Exercise is Good for You

This past weekend was the 36th annual Rhody Run in Port Townsend.  Despite its hilly course and long distance (12k, 7.46 miles), over 1500 local runners of all shapes, sizes, and ages completed the event.  Every year I'm in awe of the energy that people pour into preparing for and participating in this race, and the therapist in me believes that I'd have to find a second job if everyone had something like the Rhody Run as a regular part of their life.

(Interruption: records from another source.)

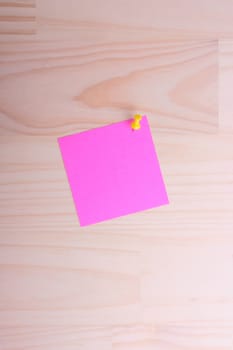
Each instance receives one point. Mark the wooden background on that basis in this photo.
(158, 280)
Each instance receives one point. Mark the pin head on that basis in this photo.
(136, 122)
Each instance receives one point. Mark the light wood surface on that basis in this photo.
(161, 279)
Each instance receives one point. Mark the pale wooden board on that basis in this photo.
(161, 279)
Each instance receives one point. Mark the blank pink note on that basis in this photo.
(113, 171)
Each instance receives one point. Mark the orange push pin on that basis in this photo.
(136, 122)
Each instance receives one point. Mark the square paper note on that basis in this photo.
(112, 171)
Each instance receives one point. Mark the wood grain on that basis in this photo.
(161, 279)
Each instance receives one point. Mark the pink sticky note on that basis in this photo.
(113, 171)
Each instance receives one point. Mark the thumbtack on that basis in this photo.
(136, 122)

It's hard to have a therapy session without the topic of physical activity coming up at some point.  There is abundant research demonstrating that exercise helps with mental and physical health, attention, creative thinking, self esteem, and so much more.  Yet for many of us, when life feels overwhelming and unmanageable, exercise is often substituted with less effective and sometimes harmful alternatives (drugs and alcohol, junk food, risky sexual behavior, etc.).  A large part of what I do is help clients develop more effective coping skills and self care habits, and exercise is often at the top of that list of desirable behaviors.

Here are some approaches to both start and maintain exercise as a regular part of your day:

(1) Choose something fun and practical.  It doesn't have to be running or going to a gym.  How about dodgeball or gardening?  Walking the stairs instead of taking the elevator?  Biking to school or work?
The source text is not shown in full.